Remote hadoop indexing - How to make it run faster (reducer parallelism?)

Hi there,
I have been running my indexing jobs on a remote hadoop cluster and have the metadata updated in the druid cluster once job is complete. Currently the input data is a text file compressed.

Raw size = 30 GB (100 M rows)

Compressed (gzip) = 6.2 GB

Number of part files = 100 (64 MB compressed size gz)

So every day’s run uses 100 mappers (easily given that my split size & block size if almost same).

The mapper phase of the indexer runs pretty fast within few mins (say 5-6 mins). But the number of reducer is just “1” determined by the indexer and also the reducer takes quite a lot of time - about 2 hours in whole to complete and upload the data to S3/HDFS.

So my question is:

  • How do we increase the reducer parallelism?

  • Which parameters in the input JSON which affects the number of reducers? (I will attach few parameters I tried - but none seem to work or change)

  • How is the number of output segments decided - is it just numShards / targetPartitionSize (under partitionSpec)? Or something else?

  • Is there a direct correlation to the number of segments to the number of reducers?

Currently 2.5 hours to just index one days worth of data is not acceptable given our whole day’s processing takes much lesser time.

So what is the limiting factor on the reducer? Why is it running this slow?

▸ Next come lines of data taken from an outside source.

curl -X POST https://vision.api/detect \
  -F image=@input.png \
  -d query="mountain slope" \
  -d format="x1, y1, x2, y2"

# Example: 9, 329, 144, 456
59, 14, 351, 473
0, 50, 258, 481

What are the tunable options available to users?

Try1:

"tuningConfig" : {

  "type" : "hadoop",

  "buildV9Directly": "true",

  "maxRowsInMemory": 1000000,

  "workingPath": "/tmp/druid-indexing"

  },

  "partitionsSpec" : {

    "type" : "hashed",

    "numShards": 10

  },

``

Try2:

"tuningConfig" : {

  "type" : "hadoop",

  "buildV9Directly": "true",

  "maxRowsInMemory": 1000000,

  "numBackgroundPersistThreads": 1

  },

  "partitionsSpec" : {

    "type" : "hashed",

    "targetPartitionSize" : 10000000

  },

``

Any piece of advice is greatly appreciated?

Thanks,

Uday.

Any help is greatly appreciated :slight_smile:

~Uday